慶大リレー講義 岐路に立つ改憲


 慶応義塾大学で読売新聞東京本社が実施するリレー講義「冷戦後30年の現代史」の第5~7回は「岐路に立つ改憲」と題して行われた。講師は同社調査研究本部の舟槻格致主任研究員が務めた。当時の新聞紙面を紹介しながら、核抑止力が基本となる国際政治の現実主義の立場で日本の安全保障や憲法改正論議の歩みを語った。


 舟槻主任研究員は長年、政治部記者として首相官邸や与党クラブ、外務省などを担当し、沖縄基地問題も取材した。専修大でも政治ジャーナリズム論を教え、「政治はどう動くか」(書肆侃々房=しょしかんかんぼう)などの著書もある。

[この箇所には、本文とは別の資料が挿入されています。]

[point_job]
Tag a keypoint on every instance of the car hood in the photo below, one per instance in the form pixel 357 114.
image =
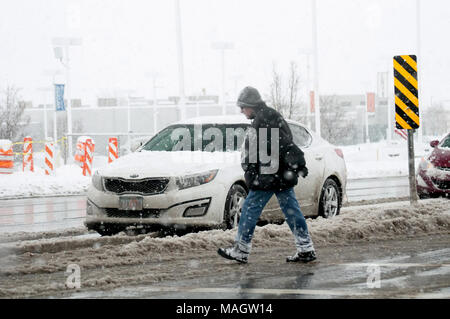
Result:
pixel 167 164
pixel 440 157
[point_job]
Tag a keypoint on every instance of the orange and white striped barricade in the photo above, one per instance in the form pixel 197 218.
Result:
pixel 6 157
pixel 89 155
pixel 80 152
pixel 49 157
pixel 27 153
pixel 113 149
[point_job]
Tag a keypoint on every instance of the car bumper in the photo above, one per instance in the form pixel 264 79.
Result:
pixel 433 184
pixel 197 206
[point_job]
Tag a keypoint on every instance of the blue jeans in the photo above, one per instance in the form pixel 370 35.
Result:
pixel 252 209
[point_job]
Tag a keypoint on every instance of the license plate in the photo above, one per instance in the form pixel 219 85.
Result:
pixel 130 203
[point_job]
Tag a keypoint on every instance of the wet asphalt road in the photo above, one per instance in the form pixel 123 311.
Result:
pixel 61 212
pixel 400 268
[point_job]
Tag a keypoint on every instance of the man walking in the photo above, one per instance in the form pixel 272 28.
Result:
pixel 264 179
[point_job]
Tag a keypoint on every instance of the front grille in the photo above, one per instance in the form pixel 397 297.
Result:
pixel 146 213
pixel 440 183
pixel 148 186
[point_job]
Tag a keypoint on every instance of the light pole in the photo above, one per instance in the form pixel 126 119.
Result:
pixel 179 38
pixel 53 74
pixel 44 91
pixel 222 46
pixel 419 61
pixel 316 68
pixel 154 76
pixel 307 53
pixel 65 43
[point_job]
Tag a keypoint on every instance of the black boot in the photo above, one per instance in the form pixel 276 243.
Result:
pixel 234 253
pixel 303 257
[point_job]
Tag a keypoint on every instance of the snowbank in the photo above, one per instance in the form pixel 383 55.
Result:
pixel 381 159
pixel 109 262
pixel 382 221
pixel 362 161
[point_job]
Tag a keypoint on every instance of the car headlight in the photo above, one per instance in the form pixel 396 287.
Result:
pixel 196 179
pixel 425 164
pixel 97 181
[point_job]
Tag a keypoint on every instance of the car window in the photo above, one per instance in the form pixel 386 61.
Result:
pixel 209 132
pixel 300 135
pixel 445 142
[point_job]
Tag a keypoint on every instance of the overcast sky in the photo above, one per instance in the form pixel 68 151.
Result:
pixel 126 41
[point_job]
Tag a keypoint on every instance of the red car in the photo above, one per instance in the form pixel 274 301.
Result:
pixel 433 174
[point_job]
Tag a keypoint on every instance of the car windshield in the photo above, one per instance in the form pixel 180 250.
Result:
pixel 204 137
pixel 446 142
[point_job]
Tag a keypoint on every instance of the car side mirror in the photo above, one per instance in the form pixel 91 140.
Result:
pixel 434 143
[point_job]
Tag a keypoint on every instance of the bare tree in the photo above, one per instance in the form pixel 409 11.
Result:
pixel 12 119
pixel 286 99
pixel 336 127
pixel 276 95
pixel 436 119
pixel 293 87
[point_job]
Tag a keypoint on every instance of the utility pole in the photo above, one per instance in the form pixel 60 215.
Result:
pixel 316 67
pixel 222 46
pixel 66 43
pixel 179 38
pixel 419 58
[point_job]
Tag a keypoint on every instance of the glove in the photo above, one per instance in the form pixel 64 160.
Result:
pixel 304 172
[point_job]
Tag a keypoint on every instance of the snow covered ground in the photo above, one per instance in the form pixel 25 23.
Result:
pixel 32 265
pixel 363 161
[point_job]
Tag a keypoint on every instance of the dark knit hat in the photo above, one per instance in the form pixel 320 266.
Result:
pixel 249 97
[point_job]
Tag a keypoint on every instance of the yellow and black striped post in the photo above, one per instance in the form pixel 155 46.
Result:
pixel 407 109
pixel 406 92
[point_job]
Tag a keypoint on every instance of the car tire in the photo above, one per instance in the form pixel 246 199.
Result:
pixel 233 206
pixel 107 229
pixel 330 199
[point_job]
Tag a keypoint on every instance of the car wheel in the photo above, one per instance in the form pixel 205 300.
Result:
pixel 233 206
pixel 329 204
pixel 107 229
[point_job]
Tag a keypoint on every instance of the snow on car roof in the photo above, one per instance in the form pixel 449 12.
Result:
pixel 219 119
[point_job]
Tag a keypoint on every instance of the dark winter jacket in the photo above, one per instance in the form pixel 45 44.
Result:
pixel 289 163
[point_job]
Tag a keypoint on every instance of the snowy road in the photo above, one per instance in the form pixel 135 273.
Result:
pixel 56 213
pixel 408 246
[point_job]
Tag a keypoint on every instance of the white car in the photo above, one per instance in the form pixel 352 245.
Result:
pixel 156 186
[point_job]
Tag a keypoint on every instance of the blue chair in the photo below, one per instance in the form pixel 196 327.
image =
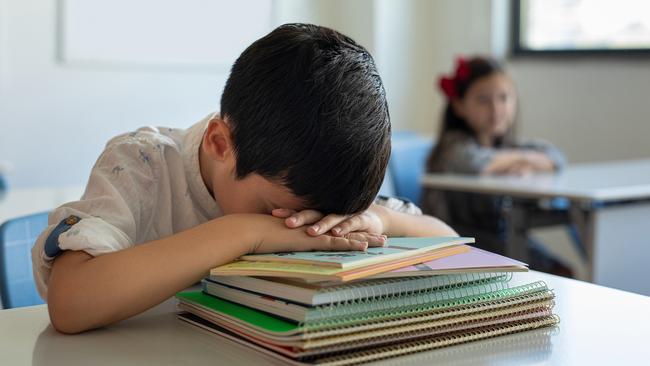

 講義では、日本国憲法は長年、集団的自衛権について「保持はしているが行使できない」と解釈されてきたが、北朝鮮の核開発などに懸念が高まる中で、解釈変更が議論されるようになった経緯を説明。憲法解釈について政府見解を中心に詳しく解説した。


 改憲についても1991年の湾岸戦争をきっかけに、読売新聞社案など、様々な試案が出てきたことを紹介。国会では、与野党協調による議論を重ねてきたものの、足踏みを続けていることを説明した。「改正はいずれ避けられないが、平和主義や人権などの実効性を高める方向で行われる必要がある」と話した。


 講義中は随所で、取材を通じて知り得た防衛省や内閣法制局、自民党、立憲民主党の幹部らによる集団的自衛権や改憲などに関する生々しい発言を取り上げ、公式発表だけでは見えてこない政界内部の動きにも触れた。


 受講した学生からは「憲法9条の解釈は国際関係の変化に応じて変更されてきたという点が興味深かった」「世界の変化を現場で目撃できる記者の仕事はやはり魅力的だと感じた」などの感想が寄せられた。